OCTAVIO

Autor: Roberto GuillénAlonso

Al terminar sus estudios de Historia, y mientras buscaba un trabajo improbable, Daniel comenzó a impartir clases particulares. En pocos meses alcanzó experiencia suficiente para enseñar con solvencia todas las asignaturas, excepto las de Ciencias en niveles avanzados. En invierno tenía ya unos cuantos alumnos, la mayoría a domicilio.

Por medio de uno de ellos le llegó una propuesta nueva: ayudar con los deberes a un niño de doce años autista. Daniel no se sentía preparado. Sabía muy poco del autismo, más allá de lo habitual y de sus recuerdos de Dustin Hofmann en la película Rain Man. Le dijeron que Octavio, el niño autista, medía ya 1,80 pero era un buenazo. Se le imaginaba, sin embargo, en algún violento e incontrolado ataque de ira…

Pese a todo, acudió a la entrevista con la madre de Octavio. Era una mujer de apenas cuarenta años, divorciada, que necesitaba realmente ayuda. Sabía que lo más apropiado para su hijo era la ayuda de un especialista, pero no podía pagarlo. Daniel prometió documentarse y hacer todo lo posible. Aquel mismo día le presentaron a Octavio: en efecto, era alto, un poco más que él. Pero muy educado y tímido y, para lo que Daniel esperaba, guapo y con buen aspecto. Nada en su físico permitía adivinar que tuviera aquel trastorno, lo que derribó otro de los prejuicios de Daniel.
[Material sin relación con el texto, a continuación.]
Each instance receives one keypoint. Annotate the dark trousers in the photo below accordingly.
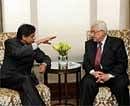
(89, 89)
(26, 87)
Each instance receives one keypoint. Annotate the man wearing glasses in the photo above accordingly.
(105, 63)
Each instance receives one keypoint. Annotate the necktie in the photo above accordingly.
(98, 56)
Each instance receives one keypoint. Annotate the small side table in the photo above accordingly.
(73, 67)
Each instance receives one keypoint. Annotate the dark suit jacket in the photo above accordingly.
(19, 58)
(114, 58)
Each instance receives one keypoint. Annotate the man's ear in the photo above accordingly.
(23, 37)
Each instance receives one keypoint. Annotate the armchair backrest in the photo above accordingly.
(3, 37)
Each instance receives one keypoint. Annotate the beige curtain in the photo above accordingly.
(1, 26)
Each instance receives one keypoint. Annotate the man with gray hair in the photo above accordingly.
(105, 63)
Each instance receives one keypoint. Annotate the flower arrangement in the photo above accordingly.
(62, 48)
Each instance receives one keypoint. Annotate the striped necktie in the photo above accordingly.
(98, 56)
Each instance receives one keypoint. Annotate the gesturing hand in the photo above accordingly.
(45, 40)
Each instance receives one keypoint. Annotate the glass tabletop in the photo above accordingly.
(71, 65)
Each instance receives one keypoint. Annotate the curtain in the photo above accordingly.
(1, 26)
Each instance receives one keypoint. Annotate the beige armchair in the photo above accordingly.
(9, 97)
(104, 96)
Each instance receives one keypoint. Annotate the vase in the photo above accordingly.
(63, 62)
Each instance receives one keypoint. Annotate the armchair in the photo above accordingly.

La tarde elegida para comenzar las clases, Octavio se presentó sumamente cortés, con sus libros, prodigando atenciones a Daniel: si quería agua, o comer algo, o si tenía frío o calor. Estuvo atento a sus deberes, y los hizo con cuidado, con enorme cuidado, con exasperante lentitud, durante algo menos de una hora. A partir de entonces fue imposible que volviera a concentrarse. Daniel lo intentó todo con infinita paciencia, pero Octavio ya no estaba allí. La madre le había advertido de que eran necesarias clases de al menos dos horas, dada la lentitud del muchacho. Pero Daniel constató que su atención era nula en la segunda hora.

Daniel volvió a su casa con una sensación agridulce. Era un niño encantador, pero sentía que le sería muy difícil hacerse con él, ayudarle realmente con sus estudios, que era lo que se esperaba.
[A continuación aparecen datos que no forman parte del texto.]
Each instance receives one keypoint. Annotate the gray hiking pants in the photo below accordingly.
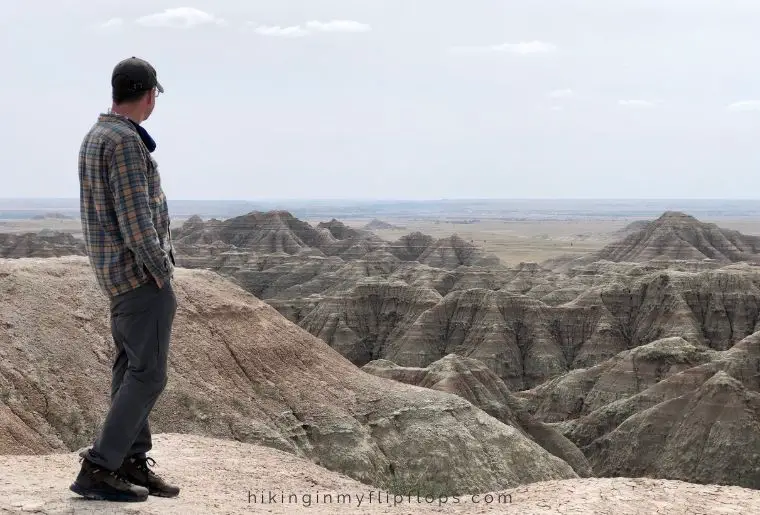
(141, 325)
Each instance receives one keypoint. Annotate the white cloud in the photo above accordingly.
(522, 48)
(636, 104)
(745, 105)
(561, 93)
(111, 25)
(338, 26)
(282, 32)
(180, 17)
(310, 28)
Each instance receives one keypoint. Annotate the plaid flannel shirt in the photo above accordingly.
(125, 218)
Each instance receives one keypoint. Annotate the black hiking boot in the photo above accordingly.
(95, 482)
(136, 470)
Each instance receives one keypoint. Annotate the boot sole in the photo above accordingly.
(163, 494)
(100, 496)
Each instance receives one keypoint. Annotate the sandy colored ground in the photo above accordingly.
(217, 476)
(512, 241)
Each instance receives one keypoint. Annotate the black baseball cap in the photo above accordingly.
(135, 74)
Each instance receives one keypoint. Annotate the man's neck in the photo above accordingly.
(126, 112)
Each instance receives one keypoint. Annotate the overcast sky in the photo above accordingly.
(396, 98)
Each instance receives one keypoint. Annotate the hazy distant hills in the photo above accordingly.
(613, 363)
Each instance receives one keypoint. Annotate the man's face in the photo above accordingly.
(150, 101)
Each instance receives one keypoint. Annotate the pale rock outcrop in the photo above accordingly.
(239, 370)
En clases sucesivas se repetían aproximadamente las mismas secuencias: atención inicial, y desconexión a partir de cierto momento, cerca de la hora de clase. Daniel no podía enfadarse con él, pero le hablaba con firmeza, le exigía atención y trabajo. Era inútil. Octavio buscaba las excusas más peregrinas para demorarlo, para ausentarse (le ofrecía agua repetidas veces, pese a su negativa), para buscar cualquier cosa. Daniel había escuchado en alguna parte que los autistas carecían de sentido del humor; que eran incapaces de captar las sutilezas de una broma, o de entender una ironía. Sin embargo, en las pocas clases que llevaban había comprobado que Octavio sonreía cuando le hacía algún comentario ingenioso. Decidió insistir por ahí.

Para su sorpresa, el niño encajaba muy bien las bromas. Reía a carcajadas con algunas ocurrencias de Daniel. Y le encantaba el contacto físico. Daniel le tiraba de la oreja para que estudiara, o le amenazaba con darle en la mano con una regla, al estilo de los profesores antiguos. Todo era en broma, naturalmente, y Octavio las captaba a la perfección, las celebraba con alborozo y se defendía simulando pelear con el profesor. Curiosamente, después de unos minutos de lucha, se enfrascaba de nuevo en sus deberes. Daniel comprobó que aquellas patochadas relajaban a Octavio, quien recuperaba la concentración después, aunque no por mucho tiempo.

Se fraguó una gran amistad. Daniel, con 24 años y cierto espíritu infantil, supo congeniar con Octavio como con un igual. Le ayudó con los estudios, es cierto, pero le ayudó sobre todo como amigo. Más allá de las clases, se convirtió en su mejor amigo. Y más aún, quizás, por la ausencia de la figura paterna.

Han pasado ya un par de años desde que se conocieron. Siguen dando clase juntos un par de días por semana, pero la madre de Octavio reclama a Daniel en otras ocasiones, y Daniel acude con mucho gusto. Ya es como uno más de la familia.